Gay rights campaigner released after Moscow protest arrest
Peter Tatchell has been freed on bail after staging a demonstration near the Kremlin.
Gay rights campaigner Peter Tatchell has been released after being arrested in Moscow following a one-man protest near the Kremlin.
Peter Tatchell was detained near the statue of Marshal Zhukov in a public square which was busy with football fans ahead of the first game of the World Cup, while holding a poster attacking Russian president Vladimir Putin.
The poster read: "Putin fails to act against Chechnya torture of gay people".
Several police officers moved in to detain Mr Tatchell and told him he had broken the law in Russia.
He was allowed to walk to a nearby police car where he was questioned before being transferred to another car and driven away to a police station.
Mr Tatchell shouted "OK" as he left the first vehicle before being flanked by two officers in the car which drove him away.
He was released on bail around an hour later and the Peter Tatchell Foundation said he had been "treated well".
Foreign Secretary Boris Johnson later tweeted: "Pleased to hear @PeterTatchell is well, and my thanks to our consular staff in Moscow at @ukinrussia for providing speedy support to him."
Mr Tatchell said he is due to appear in court on 26 June for violating Federal Law 54 and Presidential Decree 202, which prohibit all protests near the Kremlin and during the World Cup.
He added: "I have written a letter to the Chief of Police of Kitay-Gorod police district, requesting that my court appearance is voided on the grounds that I am flying back to the UK on 18 June.
"I have been told I will be free to leave Russia on that date as planned.

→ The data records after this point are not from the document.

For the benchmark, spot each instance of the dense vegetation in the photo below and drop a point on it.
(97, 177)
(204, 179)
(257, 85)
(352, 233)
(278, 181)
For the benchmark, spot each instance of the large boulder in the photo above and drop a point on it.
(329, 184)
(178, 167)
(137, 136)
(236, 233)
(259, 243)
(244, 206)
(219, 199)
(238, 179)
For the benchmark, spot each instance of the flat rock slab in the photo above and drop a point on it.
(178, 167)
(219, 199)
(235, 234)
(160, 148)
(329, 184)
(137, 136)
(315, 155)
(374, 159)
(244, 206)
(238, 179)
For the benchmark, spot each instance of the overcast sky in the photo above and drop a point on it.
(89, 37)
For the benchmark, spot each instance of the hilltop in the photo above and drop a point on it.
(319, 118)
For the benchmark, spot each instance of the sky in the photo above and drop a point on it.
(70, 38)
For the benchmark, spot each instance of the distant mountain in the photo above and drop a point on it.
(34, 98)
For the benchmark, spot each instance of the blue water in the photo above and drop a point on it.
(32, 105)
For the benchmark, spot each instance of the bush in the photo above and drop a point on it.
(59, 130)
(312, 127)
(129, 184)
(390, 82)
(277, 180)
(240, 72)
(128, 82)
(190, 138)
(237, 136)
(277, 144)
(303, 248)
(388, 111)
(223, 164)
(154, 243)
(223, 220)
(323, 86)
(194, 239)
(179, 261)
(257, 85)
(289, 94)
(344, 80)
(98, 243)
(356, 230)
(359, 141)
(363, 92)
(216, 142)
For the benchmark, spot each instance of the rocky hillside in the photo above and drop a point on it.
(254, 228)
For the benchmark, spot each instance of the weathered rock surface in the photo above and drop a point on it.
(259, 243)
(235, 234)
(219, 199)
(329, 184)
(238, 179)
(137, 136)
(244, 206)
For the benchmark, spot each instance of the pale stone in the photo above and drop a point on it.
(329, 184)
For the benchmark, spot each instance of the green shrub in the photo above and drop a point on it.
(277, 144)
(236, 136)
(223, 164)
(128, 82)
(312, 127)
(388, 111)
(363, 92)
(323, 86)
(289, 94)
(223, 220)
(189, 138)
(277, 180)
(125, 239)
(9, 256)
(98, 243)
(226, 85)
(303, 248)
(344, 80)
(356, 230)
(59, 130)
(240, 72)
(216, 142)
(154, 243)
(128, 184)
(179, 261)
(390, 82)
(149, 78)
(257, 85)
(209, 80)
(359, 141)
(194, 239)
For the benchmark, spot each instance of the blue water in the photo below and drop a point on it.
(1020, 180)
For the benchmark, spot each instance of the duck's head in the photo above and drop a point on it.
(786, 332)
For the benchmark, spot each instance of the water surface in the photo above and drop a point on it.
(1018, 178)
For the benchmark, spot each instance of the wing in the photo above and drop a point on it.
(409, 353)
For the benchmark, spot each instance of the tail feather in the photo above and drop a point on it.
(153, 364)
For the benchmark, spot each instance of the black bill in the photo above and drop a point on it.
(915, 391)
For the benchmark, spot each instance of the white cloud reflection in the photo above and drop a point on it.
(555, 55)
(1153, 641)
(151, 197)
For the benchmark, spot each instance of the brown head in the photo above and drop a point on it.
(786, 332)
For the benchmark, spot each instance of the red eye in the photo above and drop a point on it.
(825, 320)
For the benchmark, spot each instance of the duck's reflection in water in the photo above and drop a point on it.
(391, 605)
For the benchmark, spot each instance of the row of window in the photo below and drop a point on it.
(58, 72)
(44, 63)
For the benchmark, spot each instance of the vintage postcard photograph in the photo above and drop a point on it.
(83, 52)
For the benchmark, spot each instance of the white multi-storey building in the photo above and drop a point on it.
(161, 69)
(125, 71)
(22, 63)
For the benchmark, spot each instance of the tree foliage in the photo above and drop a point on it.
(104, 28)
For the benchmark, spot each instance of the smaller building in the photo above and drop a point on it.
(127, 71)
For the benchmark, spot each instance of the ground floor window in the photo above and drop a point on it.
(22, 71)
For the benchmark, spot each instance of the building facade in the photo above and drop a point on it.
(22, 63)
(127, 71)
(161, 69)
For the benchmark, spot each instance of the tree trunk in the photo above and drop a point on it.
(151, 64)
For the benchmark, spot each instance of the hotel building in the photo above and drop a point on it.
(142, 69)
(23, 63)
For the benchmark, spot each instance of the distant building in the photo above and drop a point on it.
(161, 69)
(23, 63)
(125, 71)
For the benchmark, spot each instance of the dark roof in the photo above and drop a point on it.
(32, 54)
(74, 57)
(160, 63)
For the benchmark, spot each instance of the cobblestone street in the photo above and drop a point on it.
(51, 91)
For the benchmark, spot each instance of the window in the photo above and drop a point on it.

I spent one hour and 40 minutes in police custody, from the moment I was detained near the Kremlin to the moment of my release from the police station."
Earlier, Mr Tatchell defended his right to protest, saying: "I was exercising my lawful right to protest, under the Russian constitution, which guarantees freedom of expression and the right to protest in Articles 29 and 31.
"A one-person protest, which is what I did, requires no permission from the authorities and the police.
"Getting arrested is standard for Russians who protest for LGBT-plus rights or against corruption, economic injustice and Russia's annexation of Crimea and its bombing of civilians in Syria."
He said he had been treated more leniently than Russian protesters because of his British passport and said he was "awed" by their courage.
On his reasons for staging the protest, Mr Tatchell said before his arrest: "Little action has been taken by the Russian government and police to crack down on far right extremists who target LGBT-plus people for violent and humiliating assaults - including the instigators of the current threats to bash and stab LGBT-plus football fans at the World Cup."
He said it was his sixth visit to the country, where he said he has twice been arrested during protests and suffered brain damage after being attacked by Russian neo-Nazis in 2007.